Les États-Unis ont pointé du doigt la Chine, dont les « revendications territoriales excessives » ne sont pas fondées. Les lignes de bases déposées par la Chine auprès du Secrétaire général constituent une violation de la Convention, ont accusé les Philippines, refusant toutefois que la mer de Chine méridionale devienne l’objet de rivalités géostratégiques entre grandes puissances, au mépris de la Déclaration de Manille sur le règlement pacifique des différends internationaux. Réagissant à ce qu’elle a qualifié d’« arguments fallacieux », la délégation chinoise a retorqué que la Convention n’était pas la seule source du droit maritime. D’autres traités, de même que le droit international coutumier, devaient être pris en compte, notamment pour déterminer l’étendue des zones maritimes et encadrer les activités en mer.
Alors que le sentence arbitrale « définitive » du Tribunal international du droit de la mer en date du 12 juillet 2016 sur la mer de Chine méridionale a été invoquée par certains États Membres, la délégation chinoise a estimé que cette sentence arbitrale « viole le principe de consentement des parties », ce qui la rend « arbitraire, nulle et non avenue ». En outre, l’Assemblée générale n’est pas l’enceinte idoine pour aborder ces questions, a soutenu la Chine, pour qui ce différend ne doit pas être instrumentalisé pour semer la division. Cette question sera réglée par le dialogue et la concertation, a affirmé la délégation. La Commission des limites du plateau continental ne devrait pas intervenir tant que ce différend ne sera pas réglé, comme le rappelle l’Annexe I de son règlement intérieur, a considéré le Pakistan.
Les délégations ont également évoqué la dégradation de la santé des océans, les liens entre changements climatiques, perte de biodiversité, pollution et réchauffement des océans.

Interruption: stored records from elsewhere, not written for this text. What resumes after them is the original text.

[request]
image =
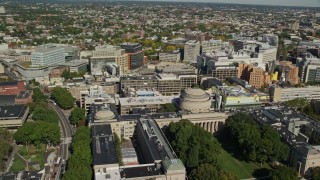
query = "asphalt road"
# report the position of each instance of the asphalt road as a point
(66, 139)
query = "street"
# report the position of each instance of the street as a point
(66, 140)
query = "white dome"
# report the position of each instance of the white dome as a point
(195, 100)
(104, 115)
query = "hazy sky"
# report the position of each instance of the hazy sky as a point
(309, 3)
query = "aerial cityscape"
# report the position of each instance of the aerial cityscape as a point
(161, 90)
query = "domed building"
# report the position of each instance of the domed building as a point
(195, 100)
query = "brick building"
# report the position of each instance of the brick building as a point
(256, 76)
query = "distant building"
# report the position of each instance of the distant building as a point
(48, 55)
(191, 51)
(298, 131)
(289, 72)
(152, 103)
(278, 94)
(11, 88)
(13, 116)
(78, 66)
(135, 55)
(2, 10)
(170, 57)
(158, 158)
(103, 55)
(257, 77)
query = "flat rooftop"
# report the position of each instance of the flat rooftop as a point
(140, 171)
(12, 112)
(138, 78)
(146, 100)
(103, 147)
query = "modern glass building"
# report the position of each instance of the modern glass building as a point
(48, 55)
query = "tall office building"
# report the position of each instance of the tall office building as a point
(135, 54)
(191, 51)
(48, 55)
(104, 55)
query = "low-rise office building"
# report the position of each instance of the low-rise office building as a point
(170, 57)
(278, 94)
(13, 116)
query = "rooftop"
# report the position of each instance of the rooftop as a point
(146, 100)
(12, 112)
(141, 171)
(103, 147)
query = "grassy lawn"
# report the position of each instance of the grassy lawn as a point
(32, 154)
(241, 169)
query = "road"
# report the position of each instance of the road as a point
(66, 138)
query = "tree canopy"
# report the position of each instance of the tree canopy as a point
(283, 172)
(79, 165)
(257, 144)
(38, 132)
(208, 171)
(62, 97)
(38, 96)
(192, 144)
(6, 138)
(77, 116)
(42, 112)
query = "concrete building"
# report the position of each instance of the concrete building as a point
(191, 51)
(158, 161)
(309, 70)
(278, 94)
(177, 68)
(213, 45)
(11, 88)
(103, 55)
(170, 57)
(48, 55)
(195, 100)
(166, 84)
(13, 116)
(289, 72)
(31, 72)
(95, 95)
(78, 66)
(152, 103)
(257, 77)
(135, 54)
(236, 96)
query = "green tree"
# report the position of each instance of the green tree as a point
(314, 173)
(208, 171)
(38, 95)
(38, 132)
(283, 173)
(62, 97)
(42, 112)
(192, 144)
(255, 143)
(117, 144)
(77, 116)
(79, 165)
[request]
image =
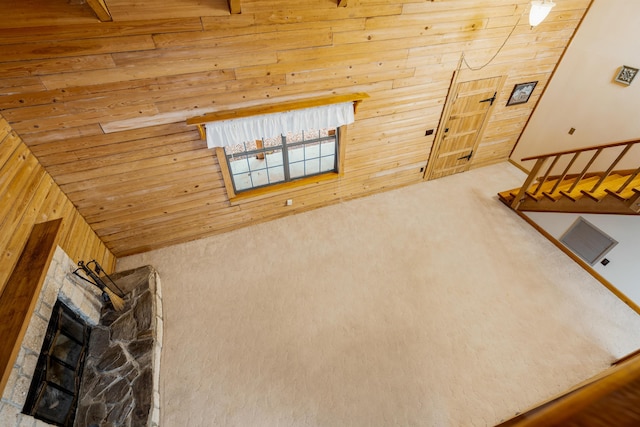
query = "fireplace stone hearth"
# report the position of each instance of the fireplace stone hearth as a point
(120, 383)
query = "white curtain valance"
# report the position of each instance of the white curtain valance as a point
(224, 133)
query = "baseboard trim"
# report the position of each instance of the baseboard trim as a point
(581, 263)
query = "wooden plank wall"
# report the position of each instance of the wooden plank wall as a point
(103, 106)
(30, 196)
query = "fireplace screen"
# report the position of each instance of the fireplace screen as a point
(54, 389)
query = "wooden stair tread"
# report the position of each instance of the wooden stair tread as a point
(613, 182)
(632, 190)
(561, 191)
(548, 185)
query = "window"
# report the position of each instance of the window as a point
(284, 158)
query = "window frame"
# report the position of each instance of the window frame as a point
(287, 185)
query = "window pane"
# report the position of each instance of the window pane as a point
(259, 163)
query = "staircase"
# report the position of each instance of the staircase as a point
(583, 191)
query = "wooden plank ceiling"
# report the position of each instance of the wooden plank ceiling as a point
(103, 105)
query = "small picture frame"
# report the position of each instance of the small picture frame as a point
(625, 75)
(521, 93)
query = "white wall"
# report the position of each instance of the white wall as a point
(582, 93)
(622, 270)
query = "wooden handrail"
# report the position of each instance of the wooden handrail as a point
(541, 160)
(580, 150)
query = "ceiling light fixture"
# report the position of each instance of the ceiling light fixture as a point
(539, 10)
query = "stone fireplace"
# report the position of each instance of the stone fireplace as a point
(119, 384)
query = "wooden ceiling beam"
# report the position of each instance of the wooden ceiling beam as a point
(99, 7)
(234, 6)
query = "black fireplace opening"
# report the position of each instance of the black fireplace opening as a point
(53, 394)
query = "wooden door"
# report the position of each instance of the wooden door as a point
(465, 117)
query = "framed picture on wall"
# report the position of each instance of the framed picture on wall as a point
(625, 75)
(521, 93)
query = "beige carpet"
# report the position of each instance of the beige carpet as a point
(432, 305)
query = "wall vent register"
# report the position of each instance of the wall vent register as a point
(587, 241)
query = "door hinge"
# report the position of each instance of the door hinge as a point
(490, 100)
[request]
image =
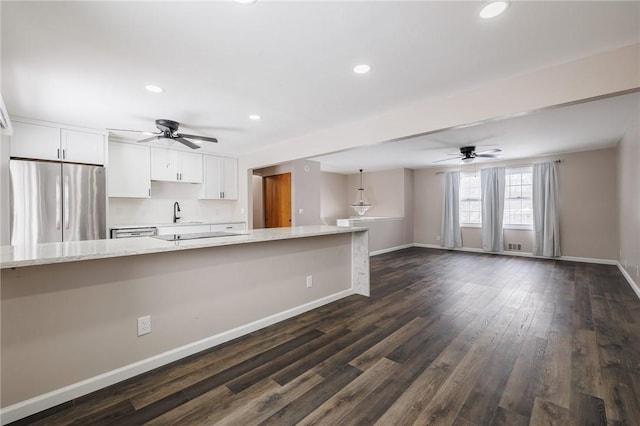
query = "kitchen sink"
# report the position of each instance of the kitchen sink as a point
(195, 236)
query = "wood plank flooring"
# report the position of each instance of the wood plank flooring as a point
(446, 338)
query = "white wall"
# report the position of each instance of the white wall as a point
(588, 205)
(4, 191)
(629, 201)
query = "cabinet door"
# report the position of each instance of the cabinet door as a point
(212, 179)
(190, 167)
(35, 141)
(129, 170)
(230, 179)
(82, 147)
(165, 164)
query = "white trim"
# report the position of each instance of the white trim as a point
(389, 250)
(521, 254)
(51, 399)
(632, 283)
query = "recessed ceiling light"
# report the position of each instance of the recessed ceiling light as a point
(362, 68)
(153, 88)
(493, 9)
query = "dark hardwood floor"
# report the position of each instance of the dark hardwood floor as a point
(445, 338)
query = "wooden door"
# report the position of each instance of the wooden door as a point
(277, 200)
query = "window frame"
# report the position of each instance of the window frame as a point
(463, 175)
(512, 171)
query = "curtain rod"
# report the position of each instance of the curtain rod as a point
(514, 165)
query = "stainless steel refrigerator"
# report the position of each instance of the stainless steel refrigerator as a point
(52, 202)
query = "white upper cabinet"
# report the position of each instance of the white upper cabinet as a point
(44, 142)
(129, 171)
(82, 147)
(220, 181)
(175, 166)
(190, 167)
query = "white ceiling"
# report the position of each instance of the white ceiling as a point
(86, 63)
(586, 126)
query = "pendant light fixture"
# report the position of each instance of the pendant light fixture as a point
(361, 205)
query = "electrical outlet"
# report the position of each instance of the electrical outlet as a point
(144, 325)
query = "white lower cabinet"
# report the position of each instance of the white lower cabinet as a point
(220, 178)
(129, 171)
(197, 229)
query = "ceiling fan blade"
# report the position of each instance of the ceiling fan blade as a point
(202, 138)
(447, 159)
(135, 131)
(489, 151)
(148, 139)
(186, 142)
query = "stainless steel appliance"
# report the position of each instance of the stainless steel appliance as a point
(142, 231)
(195, 236)
(52, 202)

Défis auxquels s’ajoutent la surpêche, la pêche illicite, non déclarée et non réglementée (PNN), la pollution par les plastiques et les microplastiques, les nutriments excessifs et les bruits sous-marins d’origine anthropique. Il est impératif de les relever, a suggéré l’UE, dans le cadre des efforts plus vastes pour réaliser le Programme de développement durable à l’horizon 2030, en particulier l’Objectif de conserver et exploiter de manière durable les océans, les mers et les ressources marines aux fins du développement durable (ODD no 14). Cette délégation s’est félicitée de la tenue en juin 2015 de la troisième Conférence sur les océans, qui sera organisée conjointement par la France et le Costa Rica. « Nous devons nous efforcer d’obtenir des résultats concrets. Le bien-être des générations futures en dépend », a-t-elle conclu.
L’Assemblée générale achèvera son débat sur le droit de la mer le jeudi 12 décembre à 10 heures.